AZIYO BIOLOGICS, INC. : Entering into a Material Definitive Agreement (Form 8-K)

Item 1.01. Conclusion of a significant definitive agreement.

At January 21, 2022, Aziyo Biologics, Inc. (the “Company”) has entered into (i) a second amendment (the “Term Loan Amendment”) to its Amended and Restated Credit and Security Agreement (Term Loan), dated July 15, 2019, by and between the Company, Aziyo Med, LLC (together with the Company, the “Borrowers”), Mid-Cap Financial Trust and other financial institutions or entities party thereto from time to time, as amended (the “Term Credit Agreement”) and (ii) a second amendment (the “Revolving Loan Amendment” and, together with the Amendment Term Loan Agreement, the “Amendments”) to its Amended and Restated Credit and Security Agreement (Revolving Loan), dated July 15, 2019, by and among the Borrowers, MidCap IV Funding Trust (the “Revolving Agent”) and other financial institutions or entities party thereto from time to time (together with the Revolving Agent, the “Revolving Lenders”), as amended (the “Revolving Loan Credit Agreement” and, together with the Loan Agreement Term, the “Credit Agreements”).

Pursuant to the Term Loan Amendment, the provision governing prepayment charges under the Term Loan Agreement has been amended such that any prepayment by the Company would require payment by the Company of a prepayment charge equal to the amount prepaid (or to be prepaid, if greater) multiplied by, in the case of each of Term Loan Tranche 1, Term Loan Tranche 2, Term Loan Tranche 3, Term Loan Tranche Term Loan 4 and Term Loan Tranche 5 (each as defined in the Term Loan Tranche Agreement), 3.0% up to January 21, 2023
and 2.0% thereafter.

Under the terms of the Revolving Loan Amendment, the provision governing the Deferred Revolving Loan Origination Fee under the Revolving Loan Credit Agreement has been amended such that any permanent termination or reduction of the lenders’ funding obligations in respect of the Revolving Loan Commitment (as defined in the Revolving Loan Credit Agreement) prior to the Maturity Date (as defined in the Revolving Loan Credit Agreement), would require payment by the company a deferred revolving loan origination fee equal to the amount of the revolving loan commitment so terminated or permanently reduced multiplied by 3.0% up to January 21, 2023 and 2.0% thereafter.

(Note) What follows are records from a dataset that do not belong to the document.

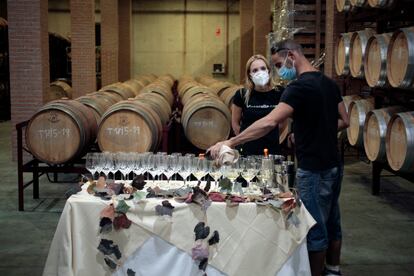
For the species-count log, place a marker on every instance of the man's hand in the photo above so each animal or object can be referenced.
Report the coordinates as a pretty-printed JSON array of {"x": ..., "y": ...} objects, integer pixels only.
[{"x": 215, "y": 149}]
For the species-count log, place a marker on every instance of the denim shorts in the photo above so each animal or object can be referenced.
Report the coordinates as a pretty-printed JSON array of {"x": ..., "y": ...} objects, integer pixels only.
[{"x": 319, "y": 192}]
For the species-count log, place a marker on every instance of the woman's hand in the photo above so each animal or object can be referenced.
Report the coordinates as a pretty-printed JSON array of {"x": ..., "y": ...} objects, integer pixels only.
[{"x": 215, "y": 149}]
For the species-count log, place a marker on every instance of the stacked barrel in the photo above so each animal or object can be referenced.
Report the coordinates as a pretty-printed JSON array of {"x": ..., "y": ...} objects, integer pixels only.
[
  {"x": 382, "y": 59},
  {"x": 346, "y": 5},
  {"x": 206, "y": 119},
  {"x": 386, "y": 134},
  {"x": 63, "y": 130},
  {"x": 136, "y": 123}
]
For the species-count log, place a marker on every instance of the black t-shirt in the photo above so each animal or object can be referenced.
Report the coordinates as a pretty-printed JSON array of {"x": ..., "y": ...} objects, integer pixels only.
[
  {"x": 314, "y": 98},
  {"x": 260, "y": 104}
]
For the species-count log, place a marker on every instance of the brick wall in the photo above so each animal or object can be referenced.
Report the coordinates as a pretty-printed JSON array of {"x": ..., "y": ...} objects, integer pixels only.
[
  {"x": 109, "y": 41},
  {"x": 124, "y": 52},
  {"x": 261, "y": 25},
  {"x": 28, "y": 58},
  {"x": 83, "y": 46},
  {"x": 334, "y": 26},
  {"x": 246, "y": 34}
]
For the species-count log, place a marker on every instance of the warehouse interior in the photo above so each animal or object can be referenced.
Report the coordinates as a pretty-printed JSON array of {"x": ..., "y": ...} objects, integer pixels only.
[{"x": 81, "y": 50}]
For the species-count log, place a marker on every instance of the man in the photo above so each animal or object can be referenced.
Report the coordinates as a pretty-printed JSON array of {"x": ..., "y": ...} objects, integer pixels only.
[{"x": 315, "y": 104}]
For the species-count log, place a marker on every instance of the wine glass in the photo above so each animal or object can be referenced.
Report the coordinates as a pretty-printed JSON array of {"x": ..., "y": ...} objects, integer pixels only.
[
  {"x": 170, "y": 162},
  {"x": 214, "y": 172},
  {"x": 147, "y": 163},
  {"x": 107, "y": 163},
  {"x": 120, "y": 163},
  {"x": 231, "y": 172},
  {"x": 91, "y": 163},
  {"x": 184, "y": 167},
  {"x": 200, "y": 167}
]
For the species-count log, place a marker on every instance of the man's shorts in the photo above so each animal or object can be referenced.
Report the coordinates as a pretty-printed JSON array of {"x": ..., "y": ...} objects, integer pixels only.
[{"x": 319, "y": 192}]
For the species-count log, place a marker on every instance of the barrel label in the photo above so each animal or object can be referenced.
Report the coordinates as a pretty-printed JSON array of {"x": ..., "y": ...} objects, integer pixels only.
[
  {"x": 374, "y": 132},
  {"x": 53, "y": 117},
  {"x": 123, "y": 131},
  {"x": 203, "y": 124},
  {"x": 51, "y": 133}
]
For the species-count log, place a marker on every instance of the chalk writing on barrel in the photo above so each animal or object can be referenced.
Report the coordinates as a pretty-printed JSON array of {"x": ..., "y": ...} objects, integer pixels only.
[
  {"x": 51, "y": 133},
  {"x": 208, "y": 123},
  {"x": 123, "y": 131}
]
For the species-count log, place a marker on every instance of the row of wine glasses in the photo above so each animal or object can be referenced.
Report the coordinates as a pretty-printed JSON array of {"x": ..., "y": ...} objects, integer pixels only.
[{"x": 156, "y": 165}]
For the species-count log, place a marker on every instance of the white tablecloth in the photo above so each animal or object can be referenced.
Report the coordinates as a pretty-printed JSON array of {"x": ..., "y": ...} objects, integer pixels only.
[{"x": 254, "y": 240}]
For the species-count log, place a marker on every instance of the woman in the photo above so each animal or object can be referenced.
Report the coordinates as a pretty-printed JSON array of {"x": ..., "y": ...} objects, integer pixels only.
[{"x": 251, "y": 103}]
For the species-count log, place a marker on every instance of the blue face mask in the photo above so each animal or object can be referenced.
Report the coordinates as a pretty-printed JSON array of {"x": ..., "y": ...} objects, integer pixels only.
[{"x": 287, "y": 73}]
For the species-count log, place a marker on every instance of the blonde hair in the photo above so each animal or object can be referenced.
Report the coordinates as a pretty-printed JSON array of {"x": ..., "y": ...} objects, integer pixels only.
[{"x": 249, "y": 84}]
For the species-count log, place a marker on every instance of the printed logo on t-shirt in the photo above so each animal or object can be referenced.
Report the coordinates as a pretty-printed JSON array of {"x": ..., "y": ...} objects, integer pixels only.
[{"x": 261, "y": 106}]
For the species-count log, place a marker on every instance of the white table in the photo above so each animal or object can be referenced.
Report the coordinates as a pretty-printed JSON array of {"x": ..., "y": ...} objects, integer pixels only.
[{"x": 254, "y": 240}]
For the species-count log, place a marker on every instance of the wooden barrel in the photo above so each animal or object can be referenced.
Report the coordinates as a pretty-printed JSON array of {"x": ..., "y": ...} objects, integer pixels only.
[
  {"x": 109, "y": 96},
  {"x": 168, "y": 79},
  {"x": 359, "y": 3},
  {"x": 358, "y": 44},
  {"x": 61, "y": 131},
  {"x": 158, "y": 104},
  {"x": 97, "y": 104},
  {"x": 375, "y": 63},
  {"x": 399, "y": 142},
  {"x": 195, "y": 90},
  {"x": 206, "y": 120},
  {"x": 119, "y": 88},
  {"x": 343, "y": 5},
  {"x": 400, "y": 58},
  {"x": 130, "y": 126},
  {"x": 357, "y": 113},
  {"x": 228, "y": 94},
  {"x": 347, "y": 101},
  {"x": 342, "y": 54},
  {"x": 375, "y": 130},
  {"x": 380, "y": 3},
  {"x": 57, "y": 90},
  {"x": 135, "y": 85},
  {"x": 161, "y": 89}
]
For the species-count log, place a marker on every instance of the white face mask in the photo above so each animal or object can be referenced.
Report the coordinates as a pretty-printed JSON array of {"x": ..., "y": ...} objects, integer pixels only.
[{"x": 260, "y": 78}]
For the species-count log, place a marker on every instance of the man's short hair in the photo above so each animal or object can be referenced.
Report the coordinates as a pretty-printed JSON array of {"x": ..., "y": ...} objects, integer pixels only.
[{"x": 283, "y": 46}]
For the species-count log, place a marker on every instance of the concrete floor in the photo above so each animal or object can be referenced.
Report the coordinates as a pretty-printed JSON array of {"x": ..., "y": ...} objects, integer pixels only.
[{"x": 378, "y": 230}]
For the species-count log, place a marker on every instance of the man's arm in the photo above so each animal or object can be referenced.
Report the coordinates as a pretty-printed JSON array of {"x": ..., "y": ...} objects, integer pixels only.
[
  {"x": 343, "y": 121},
  {"x": 258, "y": 129}
]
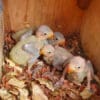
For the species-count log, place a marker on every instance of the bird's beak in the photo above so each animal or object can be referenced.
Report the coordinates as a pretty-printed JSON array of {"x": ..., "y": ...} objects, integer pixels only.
[
  {"x": 51, "y": 36},
  {"x": 41, "y": 52},
  {"x": 70, "y": 69}
]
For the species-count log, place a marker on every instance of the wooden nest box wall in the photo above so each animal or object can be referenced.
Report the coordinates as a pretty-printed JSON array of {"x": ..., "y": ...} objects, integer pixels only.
[{"x": 66, "y": 16}]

In consideration for each of the foregoing, under each of the Amendments, the financial covenant contained in each of the Credit Agreements requiring the Company to achieve a specified minimum net income amount (as defined in the applicable Credit Agreement ), tested on a monthly basis, for the 12-month period preceding each defined period end date, has been adjusted by means of an amendment and restatement of the schedule setting out the minimum amount of net income from the product for each end date of defined period. In some cases, the amended and updated schedule has reduced the Minimum Amounts of Specified Product Net Revenues that must be achieved to comply with the financial covenant under the applicable Credit Agreement.

As previously announced the December 8, 2021, the Company sold a total of (i) 2,122,637 Class A common shares, par value $0.001 per share and (ii) 1,179,244 Class B common shares, par value $0.001 per share, to certain investors, in each case, at a purchase price equal to $4.24 per share, for aggregate gross proceeds of approximately $14.0 million, before deduction of offering costs. In addition, as noted above, the Company amended its financial covenant relating to the minimum amount of net income from the product included in its credit agreements. The Company believes that with such modification, it will be able to comply with this covenant in the future. With the capital increase and covenant modification, the Company believes that its existing cash, the cash available under its revolving credit agreement and the cash generated from expected future sales will be sufficient to meet the needs planned operating activities of the Company for twelve months from January 21, 2022, and therefore the uncertainty of the Company’s ability to continue as a going concern, as previously discussed in note 2 to the condensed consolidated financial statements for the quarter ended September 30, 2021, within one year after
January 21, 2022 has been lightened.